Our blog about our move to mission work in Ukraine from our Canadian dairy farm
As for me and my house we will serve the Lord....
Thursday, September 16, 2010
Harvesting the garden
Mooska the cat has a new baby kitten- striped (like the tomcat that hangs around)with its eyes just open, it was born the night I got back from Canada. Sadly Wishbone our very cute new puppy died while we were in Crimea. Victor says it was a stomach thing- not the same as the first puppy. We may have to stick to cats and hamsters- although the boys had the new mother hamster escape and the white kitten snagged it off the floor and it died after the boys rescued it. Fortunately the four baby hamsters, just two weeks old when it happened are doing fine, almost a week later (they are normally weaned at 3 weeks if you are wondering) The white kitten has been banished from their room- he had been put inside because it was trying to nurse along with the new baby kitten (at 4 months- he's nearly as big as his mother!)
Although we still have a hopeful couple more rows of sweet corn coming along, peppers, brussel sprouts growing nicely and even the green beans have set some little beans when it rained two weeks ago, the neighbouring gardens are nearly bare. As soon as something looks done it's pulled up and burned (all summer most of the weeds were pulled up and fed to something- different weeds are fed to geese, cows- and yes the pigs are fed pigweed!)
It seems that September is the month to get your garden harvested, clean up your yard and burn the debris(last year the village gardens were plowed in October- it frosted October 1st) Every night at dusk you can barely see across the village as a haze of smoke rises above the flames of the burning piles- and the smoulder all night since green things don't burn that well.
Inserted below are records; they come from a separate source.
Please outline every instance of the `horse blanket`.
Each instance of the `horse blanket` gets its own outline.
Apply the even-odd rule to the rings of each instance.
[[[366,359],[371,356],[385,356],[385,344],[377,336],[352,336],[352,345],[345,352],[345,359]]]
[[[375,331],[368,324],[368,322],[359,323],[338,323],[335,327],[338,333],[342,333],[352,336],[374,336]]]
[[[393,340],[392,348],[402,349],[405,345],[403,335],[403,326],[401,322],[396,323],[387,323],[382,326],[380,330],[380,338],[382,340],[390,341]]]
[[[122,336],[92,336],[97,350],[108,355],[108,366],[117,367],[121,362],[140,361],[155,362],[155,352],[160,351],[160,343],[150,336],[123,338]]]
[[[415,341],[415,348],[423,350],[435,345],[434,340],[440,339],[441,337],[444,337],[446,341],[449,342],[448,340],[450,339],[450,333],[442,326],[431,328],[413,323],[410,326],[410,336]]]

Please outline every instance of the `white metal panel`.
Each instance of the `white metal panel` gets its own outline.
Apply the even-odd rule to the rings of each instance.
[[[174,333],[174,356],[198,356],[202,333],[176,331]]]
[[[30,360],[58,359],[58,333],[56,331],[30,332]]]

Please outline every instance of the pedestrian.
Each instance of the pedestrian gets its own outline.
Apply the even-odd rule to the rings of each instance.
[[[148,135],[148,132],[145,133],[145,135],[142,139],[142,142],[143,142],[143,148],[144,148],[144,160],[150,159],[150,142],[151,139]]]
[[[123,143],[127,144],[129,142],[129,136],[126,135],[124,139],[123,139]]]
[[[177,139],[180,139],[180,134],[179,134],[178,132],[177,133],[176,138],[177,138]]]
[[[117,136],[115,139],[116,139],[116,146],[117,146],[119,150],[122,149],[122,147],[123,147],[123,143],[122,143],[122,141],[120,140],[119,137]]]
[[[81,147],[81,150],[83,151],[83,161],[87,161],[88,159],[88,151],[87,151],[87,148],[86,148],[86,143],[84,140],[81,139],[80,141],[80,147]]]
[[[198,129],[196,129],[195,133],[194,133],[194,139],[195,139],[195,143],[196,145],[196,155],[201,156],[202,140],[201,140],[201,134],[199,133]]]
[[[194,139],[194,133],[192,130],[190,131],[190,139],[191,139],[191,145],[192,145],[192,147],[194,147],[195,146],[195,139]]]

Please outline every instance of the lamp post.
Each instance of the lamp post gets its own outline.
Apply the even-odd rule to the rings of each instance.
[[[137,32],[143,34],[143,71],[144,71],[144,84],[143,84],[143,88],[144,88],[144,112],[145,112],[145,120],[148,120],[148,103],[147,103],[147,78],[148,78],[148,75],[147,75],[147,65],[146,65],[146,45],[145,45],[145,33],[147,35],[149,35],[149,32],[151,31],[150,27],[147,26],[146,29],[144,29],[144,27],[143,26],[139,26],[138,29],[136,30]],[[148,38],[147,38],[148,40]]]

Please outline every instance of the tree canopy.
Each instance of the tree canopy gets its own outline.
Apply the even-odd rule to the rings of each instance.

We have the windows shut tight as smoke creeping in is giving us sore throats and coughs. Hopefully cleanup is over soon.
I made grape juice this week- mostly because I noticed one of the neighbor's chickens jumping up about a foot in the air into the the grape vines and walked over to discover she was plucking the low hanging grapes one by one and eating them! I gathered a big basketful of the riper bunches that night and made grape juice (or compote) the next day.
Garry admired some grapes at one of the neighbor's so they gave him some to take home, they are big purple/black ones. The grapes in our yard here are green, not real big (in spite of Garry's hard work, he did a great job of pruning them this year and they have produced a bumper crop), and taste just like the ones that grow on the farm in New Jersey where I grew up - maybe Victor is right and they are here since Mennonite days! I can remember my great-grandmother, Mama Johnson (her name was Flossie- just like in the Bobbsie Twins books) picking them off the vine in NJ and eating them, they are a little sour -and whistling- an amazing thing in my mind as she was missing some teeth. This was more than 40 years ago and those vines were old then.
I picked a big bowl of yellow apples from under the tree in the front yard yesterday(the guys herding the village cows have to watch out for the two cows who like to sneak in our gate and crunch up as many apples as they can get before someone spots them) so I have been making applesauce and cake today, pie tommorrow.